After spending three days and two nights in the hospital, one of which was in the ICU, we got to take our son home, which isn’t something every parent gets to experience when leaving a children’s hospital.  I realize we were the lucky ones.  I will forever be grateful to the doctors and nurses at Children’s Memorial.  How they manage to keep their smiles and their sanity intact with the kind of work they do is a mystery to me.  I know I would’ve gone bat shit manic depressive a long time ago.

It’s been over three years since then and the road to raising two young boys has been only slightly bumpy.  Until this one big bump of my son sometimes wanting to be a girl.  Eighty percent of the time he’s fine with being a boy, watching Thomas and attempting to beat up his big brother.  Then there are those moments when he wants me to buy him a purse with his favorite princess character on it.  Confused much?

I’ve thought about it, and really, the only thing I’ve wanted from my sons ever since they were born is for them to stick my husband and I in the same old folks’ home when we get to the diapering and spoon feeding part of old age, so that we can crap our pants at the same time, eventually croak together, and I can graduate from the school of life with full nagging honors.  Oh, yeah, and for them to be happy.  Super happy.  When you’re a parent, all that matters to you is that your child exists.  Parenting is a one way street.  You give and don’t expect anything in return, although there’s a very good chance you’ll get a lot back. I don’t see how it’s possible to add fine print to the contract that was to love my kids forever.

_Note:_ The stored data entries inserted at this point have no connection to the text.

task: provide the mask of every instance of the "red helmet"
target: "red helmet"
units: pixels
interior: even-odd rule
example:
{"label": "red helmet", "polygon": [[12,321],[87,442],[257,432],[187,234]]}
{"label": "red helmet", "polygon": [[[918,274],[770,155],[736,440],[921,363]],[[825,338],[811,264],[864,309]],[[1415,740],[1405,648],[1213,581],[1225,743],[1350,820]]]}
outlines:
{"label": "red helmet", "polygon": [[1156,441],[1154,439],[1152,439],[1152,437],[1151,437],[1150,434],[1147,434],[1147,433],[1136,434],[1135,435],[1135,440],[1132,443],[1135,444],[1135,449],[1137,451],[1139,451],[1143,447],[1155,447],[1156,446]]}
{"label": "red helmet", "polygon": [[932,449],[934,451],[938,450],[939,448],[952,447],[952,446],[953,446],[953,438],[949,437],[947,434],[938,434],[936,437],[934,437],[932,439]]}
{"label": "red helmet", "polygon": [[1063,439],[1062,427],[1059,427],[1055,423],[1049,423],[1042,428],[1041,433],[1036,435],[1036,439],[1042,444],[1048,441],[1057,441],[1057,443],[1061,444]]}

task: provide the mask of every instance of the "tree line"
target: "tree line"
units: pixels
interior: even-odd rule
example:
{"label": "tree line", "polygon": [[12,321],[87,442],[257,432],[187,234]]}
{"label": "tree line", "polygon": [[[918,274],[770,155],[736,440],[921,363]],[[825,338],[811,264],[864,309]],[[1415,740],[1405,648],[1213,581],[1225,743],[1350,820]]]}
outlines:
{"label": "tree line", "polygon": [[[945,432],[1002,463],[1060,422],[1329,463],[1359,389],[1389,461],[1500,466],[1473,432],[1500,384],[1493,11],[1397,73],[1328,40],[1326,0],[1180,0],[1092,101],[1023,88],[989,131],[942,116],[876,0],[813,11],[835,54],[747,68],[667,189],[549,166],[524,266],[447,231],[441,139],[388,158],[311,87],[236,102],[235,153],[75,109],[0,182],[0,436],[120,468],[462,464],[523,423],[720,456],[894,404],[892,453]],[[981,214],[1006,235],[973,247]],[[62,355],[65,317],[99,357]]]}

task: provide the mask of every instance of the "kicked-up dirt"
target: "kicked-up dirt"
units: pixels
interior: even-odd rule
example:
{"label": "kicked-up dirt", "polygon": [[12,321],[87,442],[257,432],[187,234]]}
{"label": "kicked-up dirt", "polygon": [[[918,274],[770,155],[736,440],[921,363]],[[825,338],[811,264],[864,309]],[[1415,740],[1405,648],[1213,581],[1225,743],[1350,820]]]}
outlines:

So no, I don’t care if my son wants to be a queen, either now or twenty years from now.  I don’t care who my boys marry or don’t marry or if they go live with cows on some ranch in Montana.  I just hope that once in a while they’ll leave their bovine pasture and come see us, especially when my husband’s telling the nurses he’s fine with being donated to science as long as it gets him away from me.